Installation of an Orbitally Welded Hygienic Piping System
Image courtesy of ATW Services
In response to increased demand for the production of an asthma drug, an expanded hygienic piping system was installed in a UK manufacturing plant. The system was designed to provide process services for two blow-fill-seal (BFS) packaging machines, and to replace the original hand-welded system with an orbitally welded one. Several advanced design concepts were incorporated into the installation to satisfy the goals of cleanability and sterilizability. The packaging suite was designated as a clean room to prevent contamination of the product during the BFS process. Some of the implemented features, and guidelines for similar projects, are presented in this article.

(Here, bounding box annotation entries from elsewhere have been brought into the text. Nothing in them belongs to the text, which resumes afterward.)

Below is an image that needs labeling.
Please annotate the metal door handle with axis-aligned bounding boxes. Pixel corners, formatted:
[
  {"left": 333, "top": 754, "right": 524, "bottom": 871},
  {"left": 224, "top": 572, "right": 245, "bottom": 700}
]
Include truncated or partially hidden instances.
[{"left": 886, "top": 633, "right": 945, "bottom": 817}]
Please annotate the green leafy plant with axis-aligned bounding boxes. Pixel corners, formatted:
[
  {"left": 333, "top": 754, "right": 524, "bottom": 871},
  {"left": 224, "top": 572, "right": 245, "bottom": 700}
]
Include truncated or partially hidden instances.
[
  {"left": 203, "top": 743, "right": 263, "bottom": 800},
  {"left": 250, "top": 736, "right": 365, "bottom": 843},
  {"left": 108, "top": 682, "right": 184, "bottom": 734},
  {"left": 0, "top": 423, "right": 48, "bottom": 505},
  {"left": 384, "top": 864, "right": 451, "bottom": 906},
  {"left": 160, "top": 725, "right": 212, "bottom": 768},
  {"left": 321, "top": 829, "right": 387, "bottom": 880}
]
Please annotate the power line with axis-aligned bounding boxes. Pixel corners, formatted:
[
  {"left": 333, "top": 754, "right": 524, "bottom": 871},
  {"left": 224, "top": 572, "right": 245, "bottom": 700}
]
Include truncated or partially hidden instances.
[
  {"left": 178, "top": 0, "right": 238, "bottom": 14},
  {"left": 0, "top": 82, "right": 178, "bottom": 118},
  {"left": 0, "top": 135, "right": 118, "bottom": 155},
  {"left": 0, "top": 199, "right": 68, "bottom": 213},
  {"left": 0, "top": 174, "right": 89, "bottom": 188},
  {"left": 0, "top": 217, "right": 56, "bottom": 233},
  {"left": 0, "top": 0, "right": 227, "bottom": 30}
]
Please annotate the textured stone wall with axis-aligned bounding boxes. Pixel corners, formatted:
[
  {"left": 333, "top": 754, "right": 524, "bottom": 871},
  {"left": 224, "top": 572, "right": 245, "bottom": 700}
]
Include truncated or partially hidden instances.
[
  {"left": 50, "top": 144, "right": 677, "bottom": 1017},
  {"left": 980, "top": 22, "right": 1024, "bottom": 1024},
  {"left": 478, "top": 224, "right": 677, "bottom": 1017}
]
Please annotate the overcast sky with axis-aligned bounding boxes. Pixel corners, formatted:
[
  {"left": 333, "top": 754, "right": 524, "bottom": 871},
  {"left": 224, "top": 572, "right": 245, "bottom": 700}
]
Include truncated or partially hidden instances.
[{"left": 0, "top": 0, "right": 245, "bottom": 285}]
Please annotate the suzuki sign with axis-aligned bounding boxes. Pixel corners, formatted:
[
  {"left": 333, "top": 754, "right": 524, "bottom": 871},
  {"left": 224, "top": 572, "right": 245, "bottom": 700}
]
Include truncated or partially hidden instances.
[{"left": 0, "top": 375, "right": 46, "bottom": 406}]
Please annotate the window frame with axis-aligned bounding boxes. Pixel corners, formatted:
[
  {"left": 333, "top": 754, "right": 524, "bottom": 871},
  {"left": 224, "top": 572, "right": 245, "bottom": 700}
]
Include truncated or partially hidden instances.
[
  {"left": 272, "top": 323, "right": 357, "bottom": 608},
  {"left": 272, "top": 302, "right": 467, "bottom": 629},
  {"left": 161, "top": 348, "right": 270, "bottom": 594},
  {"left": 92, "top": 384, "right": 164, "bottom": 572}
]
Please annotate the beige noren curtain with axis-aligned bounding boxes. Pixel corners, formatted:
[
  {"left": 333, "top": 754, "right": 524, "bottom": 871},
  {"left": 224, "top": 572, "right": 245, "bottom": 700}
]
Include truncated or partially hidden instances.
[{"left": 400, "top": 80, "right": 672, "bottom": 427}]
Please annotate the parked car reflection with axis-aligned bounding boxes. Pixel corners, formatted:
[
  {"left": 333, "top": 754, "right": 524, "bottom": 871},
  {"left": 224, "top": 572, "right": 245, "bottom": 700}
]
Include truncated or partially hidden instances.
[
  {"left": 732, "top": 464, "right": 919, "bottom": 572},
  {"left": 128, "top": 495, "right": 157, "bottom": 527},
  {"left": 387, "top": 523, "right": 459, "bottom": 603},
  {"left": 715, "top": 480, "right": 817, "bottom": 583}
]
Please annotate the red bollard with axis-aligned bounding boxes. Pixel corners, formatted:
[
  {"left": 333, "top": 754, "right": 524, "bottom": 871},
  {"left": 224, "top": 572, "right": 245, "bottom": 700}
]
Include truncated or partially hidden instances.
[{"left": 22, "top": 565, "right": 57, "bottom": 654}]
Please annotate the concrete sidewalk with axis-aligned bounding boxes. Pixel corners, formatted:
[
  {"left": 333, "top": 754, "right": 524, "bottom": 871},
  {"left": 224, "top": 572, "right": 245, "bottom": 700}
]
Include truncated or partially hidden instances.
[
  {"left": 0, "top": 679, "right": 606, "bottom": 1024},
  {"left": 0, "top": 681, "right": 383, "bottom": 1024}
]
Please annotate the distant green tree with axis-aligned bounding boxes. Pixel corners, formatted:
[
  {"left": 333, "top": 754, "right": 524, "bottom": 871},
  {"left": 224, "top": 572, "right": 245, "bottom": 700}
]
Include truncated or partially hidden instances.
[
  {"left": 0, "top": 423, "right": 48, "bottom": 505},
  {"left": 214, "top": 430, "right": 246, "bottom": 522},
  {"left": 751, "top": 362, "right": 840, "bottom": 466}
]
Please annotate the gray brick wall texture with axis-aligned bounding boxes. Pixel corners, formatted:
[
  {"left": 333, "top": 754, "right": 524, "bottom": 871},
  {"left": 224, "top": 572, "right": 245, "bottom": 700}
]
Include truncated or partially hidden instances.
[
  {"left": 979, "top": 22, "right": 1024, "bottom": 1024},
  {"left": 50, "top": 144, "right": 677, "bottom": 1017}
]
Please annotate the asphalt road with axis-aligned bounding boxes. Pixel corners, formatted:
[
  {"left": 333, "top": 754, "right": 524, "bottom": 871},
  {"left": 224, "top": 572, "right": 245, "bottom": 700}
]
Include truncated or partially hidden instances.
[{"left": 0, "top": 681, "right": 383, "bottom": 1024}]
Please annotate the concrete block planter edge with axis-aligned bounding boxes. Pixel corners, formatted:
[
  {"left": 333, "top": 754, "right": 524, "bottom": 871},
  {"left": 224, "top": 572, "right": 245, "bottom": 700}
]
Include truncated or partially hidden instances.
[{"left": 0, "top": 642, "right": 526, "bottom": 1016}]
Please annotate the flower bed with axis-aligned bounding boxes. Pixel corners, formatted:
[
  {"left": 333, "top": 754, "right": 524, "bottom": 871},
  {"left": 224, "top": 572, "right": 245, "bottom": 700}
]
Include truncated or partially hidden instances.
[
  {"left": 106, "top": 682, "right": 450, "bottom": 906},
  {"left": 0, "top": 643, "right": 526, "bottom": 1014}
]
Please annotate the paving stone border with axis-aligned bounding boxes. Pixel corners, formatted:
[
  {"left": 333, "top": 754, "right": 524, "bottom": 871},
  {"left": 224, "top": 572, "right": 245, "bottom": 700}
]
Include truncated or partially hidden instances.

Figure 1: Details of the clean steam generator and header that deliver clean steam to the process piping and vessels for sterilization. The piping and header are jacketed to conserve heat.
Figure 2: Details of piping system, showing swing bends used to select routing of product. Completely welded systems must be physically connected. Such a design should prevent operator error.
To be effective as a sterilant, clean steam must be delivered dry, saturated and without entrained air. Clean steam condensate must not be allowed to flow back into aseptic process systems during or after sterilization. In this system, connection to the 4 in. drain was made only when dumping water from the system, so that accidental backflow cannot occur. Steam traps were used to remove condensate and air from the system. Engineering of the system, including selection of piping diameters, was based on the temperature calculations for heat loss.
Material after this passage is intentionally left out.